The balance of engine power has been changing subtly. Peugeot is now generally acknowledged to have the most power, while Ferrari's new V10 hasn't been too shabby either. But before Monaco, Renault was reckoned to have the best package of power, driveability and reliability - until that fateful 41st lap when Hill's dream of emulating his father's success in the Principality was consumed in a haze of oil smoke.
The problem was quite simple: temperatures beneath the Williams-Renault's engine cover rose above the range of the adhesive that secured a nut on the oil pump, and with it went one of the easiest 10 points the Championship leader has ever had on offer.
Even more worrying for the Williams-Renault camp was the serious engine failure which stopped Jacques Villeneuve just after he had set the then fastest time in practice yesterday.
"I'm not happy with the engines, I have to say," Hill said evenly. "It's a problem that we are very well aware of and Renault are working very hard to solve. We need two things: we need reliability, which is something Renault have been famed for, but we also need some performance. It's something that has kind of been bothering us all since the start of the season."
Hill nevertheless had just cause to be pleased with his pole position because two punctures, one on Friday and one yesterday, ate into his allocation of 28 tyres for the weekend and obliged him to make his first qualifying attempt on a mixed set. Having set the quickest time, he improved that on fresh rubber, but aborted a subsequent, even quicker lap, fearing it was about to be compromised by traffic. With two minutes remaining, his final run with another set of fresh tyres pushed pole position beyond the reach of nearest rivals Villeneuve and Schumacher.
"The engine failure this morning was pretty annoying," Villeneuve said, "because I had just started to go quick and we didn't get the 20 laps to really set the car up." He, too, hit traffic just when it mattered.
The Canadian also shrugged off a fine yesterday when he exceeded the mandatory 80kmh speed limit in the pit lane.

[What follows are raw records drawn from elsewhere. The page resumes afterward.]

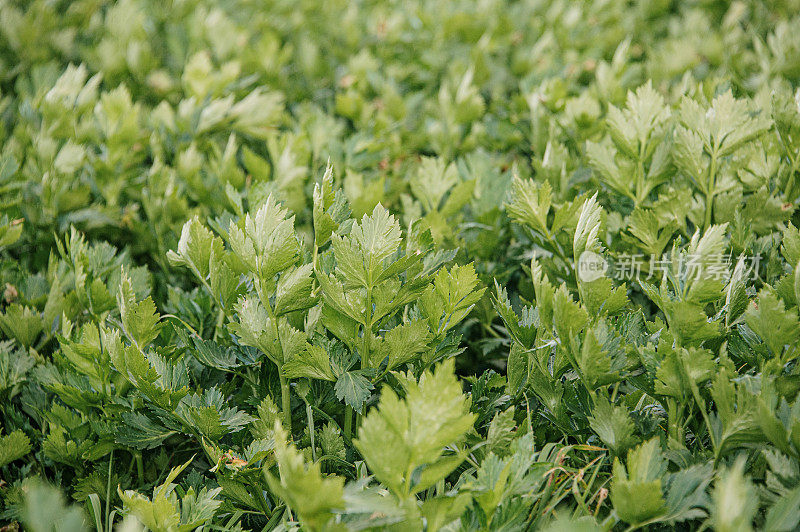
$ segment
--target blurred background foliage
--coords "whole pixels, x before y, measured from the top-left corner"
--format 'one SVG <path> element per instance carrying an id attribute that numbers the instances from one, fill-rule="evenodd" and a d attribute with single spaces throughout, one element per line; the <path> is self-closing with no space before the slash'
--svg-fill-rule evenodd
<path id="1" fill-rule="evenodd" d="M 578 294 L 572 259 L 558 254 L 572 245 L 577 213 L 595 192 L 607 211 L 600 240 L 610 254 L 660 255 L 672 242 L 688 245 L 696 229 L 727 223 L 727 249 L 769 258 L 764 283 L 749 286 L 747 298 L 771 283 L 782 305 L 796 305 L 793 281 L 782 279 L 797 256 L 785 243 L 781 248 L 781 239 L 790 222 L 798 225 L 799 13 L 796 0 L 0 0 L 0 326 L 8 338 L 0 344 L 0 411 L 5 437 L 17 430 L 46 437 L 23 453 L 35 460 L 3 464 L 4 482 L 36 474 L 80 501 L 92 493 L 113 497 L 104 472 L 111 461 L 100 464 L 106 470 L 94 462 L 107 457 L 114 438 L 73 408 L 63 388 L 69 378 L 53 369 L 69 357 L 64 346 L 102 343 L 97 329 L 80 338 L 77 331 L 109 313 L 119 319 L 123 269 L 134 299 L 151 296 L 160 313 L 205 340 L 220 340 L 227 333 L 218 330 L 223 317 L 211 296 L 167 260 L 184 223 L 197 216 L 224 230 L 272 195 L 295 215 L 302 253 L 310 255 L 313 190 L 329 163 L 353 218 L 380 203 L 404 231 L 422 220 L 434 246 L 454 251 L 456 263 L 472 262 L 488 288 L 457 329 L 465 351 L 456 371 L 484 409 L 482 434 L 512 403 L 511 416 L 523 423 L 525 410 L 536 412 L 546 396 L 530 383 L 505 388 L 515 346 L 530 346 L 498 318 L 495 282 L 506 288 L 509 308 L 534 301 L 531 259 L 544 254 L 545 275 Z M 660 114 L 648 114 L 652 108 Z M 715 113 L 738 122 L 701 124 Z M 728 126 L 749 137 L 722 153 L 719 128 Z M 706 145 L 715 147 L 698 148 L 695 157 L 699 144 L 692 139 L 706 133 Z M 715 161 L 711 183 L 695 175 L 707 171 L 707 162 L 697 162 L 703 157 Z M 537 194 L 543 195 L 528 201 Z M 537 225 L 542 211 L 535 207 L 543 203 L 544 223 Z M 556 210 L 571 220 L 561 232 Z M 722 298 L 723 288 L 716 288 Z M 628 298 L 643 320 L 676 327 L 672 307 L 647 287 L 632 286 Z M 716 304 L 709 301 L 702 304 Z M 748 344 L 733 328 L 736 317 L 724 324 L 725 341 L 740 349 L 736 361 L 757 373 L 756 355 L 742 353 L 745 345 L 766 347 Z M 162 336 L 165 345 L 175 338 Z M 722 343 L 704 347 L 717 353 Z M 786 372 L 786 386 L 796 387 L 794 366 Z M 203 382 L 211 386 L 213 379 L 224 377 Z M 612 402 L 619 402 L 616 395 L 615 389 Z M 642 395 L 629 397 L 625 408 L 634 412 L 641 439 L 668 421 L 647 418 L 636 405 Z M 130 401 L 128 408 L 136 408 Z M 253 404 L 248 408 L 254 412 Z M 559 426 L 566 415 L 549 412 L 548 427 L 529 429 L 541 443 L 598 443 L 593 434 L 602 428 L 589 426 L 587 416 L 580 426 Z M 93 434 L 94 444 L 111 443 L 95 454 L 75 451 L 70 445 L 81 443 L 69 434 L 81 431 Z M 197 441 L 192 445 L 162 450 L 147 468 L 142 453 L 132 453 L 133 465 L 114 473 L 114 485 L 160 485 L 178 463 L 172 455 L 199 450 Z M 565 453 L 573 451 L 594 452 Z M 673 451 L 675 463 L 685 458 Z M 770 459 L 779 461 L 751 462 L 764 471 Z M 792 460 L 786 467 L 796 476 Z M 630 466 L 628 473 L 634 475 Z M 733 466 L 726 475 L 746 484 Z M 192 481 L 200 485 L 199 477 Z M 18 518 L 19 492 L 0 490 L 4 515 Z M 782 492 L 770 493 L 767 501 Z M 484 500 L 483 511 L 490 506 Z M 474 519 L 491 526 L 485 515 Z M 269 523 L 253 517 L 246 526 Z"/>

It was a fair cop, but the $5,000 penalty was enough to give motorway miscreants heart failure.
The disappointment of qualifying was Schumacher's Ferrari. Some time ago the World Champion suggested that the sinuous Barcelona track would provide a true picture of the prancing horse's ability to gallop, and he pulled no punches as he explained his third place.

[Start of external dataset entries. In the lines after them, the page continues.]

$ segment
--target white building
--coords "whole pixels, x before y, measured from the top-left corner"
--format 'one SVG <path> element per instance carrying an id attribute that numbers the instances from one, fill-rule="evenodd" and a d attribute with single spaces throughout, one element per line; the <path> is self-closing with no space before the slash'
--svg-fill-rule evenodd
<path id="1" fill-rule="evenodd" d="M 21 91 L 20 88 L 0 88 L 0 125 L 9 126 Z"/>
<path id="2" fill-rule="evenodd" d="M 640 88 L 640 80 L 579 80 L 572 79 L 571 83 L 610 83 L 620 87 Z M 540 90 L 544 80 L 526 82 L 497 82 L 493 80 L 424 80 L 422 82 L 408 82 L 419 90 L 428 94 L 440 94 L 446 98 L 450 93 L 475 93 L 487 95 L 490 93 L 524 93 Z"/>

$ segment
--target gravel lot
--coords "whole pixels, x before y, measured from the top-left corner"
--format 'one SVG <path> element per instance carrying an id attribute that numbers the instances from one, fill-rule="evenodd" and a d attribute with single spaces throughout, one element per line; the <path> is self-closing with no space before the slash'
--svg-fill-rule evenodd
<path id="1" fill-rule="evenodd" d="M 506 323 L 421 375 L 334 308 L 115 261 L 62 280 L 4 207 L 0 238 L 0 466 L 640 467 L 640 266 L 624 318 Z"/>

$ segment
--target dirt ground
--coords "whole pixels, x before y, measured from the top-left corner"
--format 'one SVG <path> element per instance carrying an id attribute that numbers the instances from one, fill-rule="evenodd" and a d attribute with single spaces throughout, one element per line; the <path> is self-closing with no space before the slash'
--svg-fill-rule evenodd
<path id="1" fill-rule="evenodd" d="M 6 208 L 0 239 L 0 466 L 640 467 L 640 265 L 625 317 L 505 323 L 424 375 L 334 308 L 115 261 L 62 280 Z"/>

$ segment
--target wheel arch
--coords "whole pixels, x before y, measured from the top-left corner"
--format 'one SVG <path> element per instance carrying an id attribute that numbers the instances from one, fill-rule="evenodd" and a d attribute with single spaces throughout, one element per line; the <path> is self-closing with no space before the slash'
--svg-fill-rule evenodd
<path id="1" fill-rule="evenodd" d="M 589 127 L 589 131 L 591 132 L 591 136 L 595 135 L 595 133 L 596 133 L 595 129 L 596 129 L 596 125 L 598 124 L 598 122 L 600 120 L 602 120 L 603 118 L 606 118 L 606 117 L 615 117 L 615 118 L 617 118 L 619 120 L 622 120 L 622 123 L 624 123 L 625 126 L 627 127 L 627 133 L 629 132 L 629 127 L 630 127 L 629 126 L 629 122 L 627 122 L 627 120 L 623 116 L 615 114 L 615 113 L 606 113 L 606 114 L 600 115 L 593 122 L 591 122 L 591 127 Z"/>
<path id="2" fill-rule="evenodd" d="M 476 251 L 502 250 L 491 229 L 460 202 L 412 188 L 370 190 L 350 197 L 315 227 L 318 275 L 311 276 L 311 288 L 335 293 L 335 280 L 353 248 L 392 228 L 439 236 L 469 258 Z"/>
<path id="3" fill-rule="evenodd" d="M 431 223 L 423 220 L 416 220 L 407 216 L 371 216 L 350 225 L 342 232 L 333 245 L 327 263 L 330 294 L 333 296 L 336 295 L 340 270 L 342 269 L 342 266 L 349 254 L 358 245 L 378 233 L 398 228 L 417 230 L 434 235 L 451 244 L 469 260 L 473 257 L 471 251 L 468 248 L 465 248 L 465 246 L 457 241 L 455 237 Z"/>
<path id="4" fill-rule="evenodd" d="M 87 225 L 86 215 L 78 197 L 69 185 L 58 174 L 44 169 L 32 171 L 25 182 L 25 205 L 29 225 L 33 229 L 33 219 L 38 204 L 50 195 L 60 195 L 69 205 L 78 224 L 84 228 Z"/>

"Just in general, we are not competitive enough. This circuit is not the ideal place for us. We could survive at Monte Carlo and Imola and work around the problems, but here we can't. We are just too slow."
Slow or not, he comfortably outpaced his old Benetton team, which continues to struggle in his absence, and his team-mate Eddie Irvine finished sixth ahead of Rubens Barrichello and the Monaco winner Olivier Panis.

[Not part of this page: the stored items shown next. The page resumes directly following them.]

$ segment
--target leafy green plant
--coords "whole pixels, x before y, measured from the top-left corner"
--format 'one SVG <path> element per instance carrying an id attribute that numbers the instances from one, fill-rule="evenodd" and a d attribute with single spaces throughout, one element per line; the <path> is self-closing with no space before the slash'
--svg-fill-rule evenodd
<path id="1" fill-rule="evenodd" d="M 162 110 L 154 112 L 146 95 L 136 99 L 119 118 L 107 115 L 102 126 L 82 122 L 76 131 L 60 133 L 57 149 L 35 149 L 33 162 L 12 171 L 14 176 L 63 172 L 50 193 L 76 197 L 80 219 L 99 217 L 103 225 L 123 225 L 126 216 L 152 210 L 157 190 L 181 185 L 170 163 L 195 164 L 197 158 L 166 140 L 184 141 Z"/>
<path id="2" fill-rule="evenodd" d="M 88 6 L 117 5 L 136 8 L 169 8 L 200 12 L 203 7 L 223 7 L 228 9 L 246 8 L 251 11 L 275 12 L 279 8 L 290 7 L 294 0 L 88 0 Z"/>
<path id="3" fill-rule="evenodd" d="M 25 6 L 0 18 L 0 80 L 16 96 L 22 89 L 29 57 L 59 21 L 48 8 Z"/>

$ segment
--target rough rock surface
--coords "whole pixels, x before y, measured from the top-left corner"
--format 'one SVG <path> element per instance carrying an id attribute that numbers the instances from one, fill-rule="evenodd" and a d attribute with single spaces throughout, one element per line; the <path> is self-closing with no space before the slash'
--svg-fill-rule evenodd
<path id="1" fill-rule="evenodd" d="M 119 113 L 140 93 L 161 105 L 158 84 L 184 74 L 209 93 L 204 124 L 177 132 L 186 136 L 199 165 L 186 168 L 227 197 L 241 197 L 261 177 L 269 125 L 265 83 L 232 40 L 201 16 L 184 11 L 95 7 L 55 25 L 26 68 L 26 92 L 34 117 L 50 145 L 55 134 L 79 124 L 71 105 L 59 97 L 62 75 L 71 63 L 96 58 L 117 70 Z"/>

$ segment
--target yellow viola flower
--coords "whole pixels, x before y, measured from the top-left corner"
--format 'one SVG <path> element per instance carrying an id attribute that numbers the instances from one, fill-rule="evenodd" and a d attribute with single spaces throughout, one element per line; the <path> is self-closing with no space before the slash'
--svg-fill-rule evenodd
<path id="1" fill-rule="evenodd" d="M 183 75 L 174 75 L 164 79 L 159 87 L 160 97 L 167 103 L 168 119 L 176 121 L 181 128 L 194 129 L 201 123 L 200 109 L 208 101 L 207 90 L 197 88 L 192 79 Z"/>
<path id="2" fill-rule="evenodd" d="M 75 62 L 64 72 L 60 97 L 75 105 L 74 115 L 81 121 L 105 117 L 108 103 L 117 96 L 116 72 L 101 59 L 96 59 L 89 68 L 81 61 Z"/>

Hill and Villeneuve know that this afternoon they can cope with the long corners which punish their front tyres. But reliability is beyond their control; the province of the Renault engineers. And, just occasionally, the gods. There are 65 laps to complete, but for every one of them a subconscious compartment in Hill's mind will be occupied worrying whether the capricious game the gods played on him at Monaco has sated their taste for halting his progress towards a first World Championship.